Kalkınma Yolu: Irak’ın Gelecek Vizyonu

2010 yılında dönemin Irak Başbakanı Nuri el-Maliki, Irak'ın Basra'da inşa edilmesi beklenen Büyük Fav Limanı projesini duyurmuştur. Ancak Irak'ın yaşadığı mali yük ve daha sonrasında Irak bütçesinin terör örgütü DEAŞ ile mücadeleye kanalize edilmesi, sürecin aksamasına neden olmuştur. Böylece 2013 yılında başlayan projede 2019 yılına kadar sınırlı bir ilerleme kaydedilmiştir. Irak'ın önceki Başbakanı Mustafa el-Kazımi döneminde ise proje daha geniş bir şekilde ele alınmış ve proje için merkezî bütçeden pay ayrılmıştır. Hatta bu dönem içerisinde Kalkınma Yolu'nu oluşturan demiryolu ve otoyol projelendirilmesine geçilmiştir. Kazımi'nin ardından Muhammed Şiya Sudani önderliğinde kurulan kabine açısından da proje “Irak'ın gelecek projesi” olarak nitelendirilerek öncelikli bir statüye kavuşturulmuştur. Hatta Sudani'nin, Irak Parlamentosunda okunarak onaylanan hükûmet planında da Kalkınma Yolu gibi stratejik projelerin öncelikli olarak bütçelendirilmesi ve süreç içerisinde gecikme olmadan devam etmesi taahhüt edilmiştir.
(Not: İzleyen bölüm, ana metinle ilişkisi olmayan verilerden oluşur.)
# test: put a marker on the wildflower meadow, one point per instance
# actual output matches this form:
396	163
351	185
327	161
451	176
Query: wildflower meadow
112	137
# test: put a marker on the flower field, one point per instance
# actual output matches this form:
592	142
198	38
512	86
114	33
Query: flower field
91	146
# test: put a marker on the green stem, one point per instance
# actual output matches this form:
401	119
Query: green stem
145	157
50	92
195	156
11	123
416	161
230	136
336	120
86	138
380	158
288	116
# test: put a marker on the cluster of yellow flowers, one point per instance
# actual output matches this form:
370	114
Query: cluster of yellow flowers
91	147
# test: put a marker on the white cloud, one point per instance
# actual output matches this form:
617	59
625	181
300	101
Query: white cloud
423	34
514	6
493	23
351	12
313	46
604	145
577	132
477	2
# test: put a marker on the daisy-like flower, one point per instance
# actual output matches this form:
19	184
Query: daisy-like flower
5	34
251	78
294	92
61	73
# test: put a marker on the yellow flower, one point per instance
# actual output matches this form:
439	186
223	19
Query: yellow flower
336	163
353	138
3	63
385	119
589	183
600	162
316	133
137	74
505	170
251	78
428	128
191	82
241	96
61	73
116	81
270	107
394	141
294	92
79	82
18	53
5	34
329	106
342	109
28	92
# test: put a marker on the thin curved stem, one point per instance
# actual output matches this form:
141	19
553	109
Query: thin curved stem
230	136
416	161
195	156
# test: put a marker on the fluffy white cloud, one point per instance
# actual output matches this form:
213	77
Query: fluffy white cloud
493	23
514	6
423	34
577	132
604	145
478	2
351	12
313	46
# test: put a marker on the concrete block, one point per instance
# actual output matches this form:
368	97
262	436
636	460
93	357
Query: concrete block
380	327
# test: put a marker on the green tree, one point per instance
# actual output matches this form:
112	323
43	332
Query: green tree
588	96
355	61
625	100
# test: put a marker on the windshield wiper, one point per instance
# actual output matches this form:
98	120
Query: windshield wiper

Büyük Fav Limanı ve Kalkınma Yolu
Basra vilayetinde inşası devam edem Büyük Fav Limanı'na ilk geminin 2025 yılında demir atması beklenirken 2038 yılında tam kapasite çalışması öngörülmektedir. Liman tamamlandığında, Ortadoğu'nun en büyük limanı olacaktır. Bu kapsamda Basra Körfezi’nde yer alan birçok limana göre daha fazla derinliğe sahip olması nedeniyle daha büyük kargo ve yük gemilerinin de kullanımına hizmet edecektir. Irak, sahip olacağı bu yeni kabiliyet çerçevesinde jeopolitik konumunu güçlendirmeyi amaçlamaktadır. Irak'ın bu beklentisini karşılayacak olan proje ise önceki adıyla Kuru Kanal olan Kalkınma Yolu'dur.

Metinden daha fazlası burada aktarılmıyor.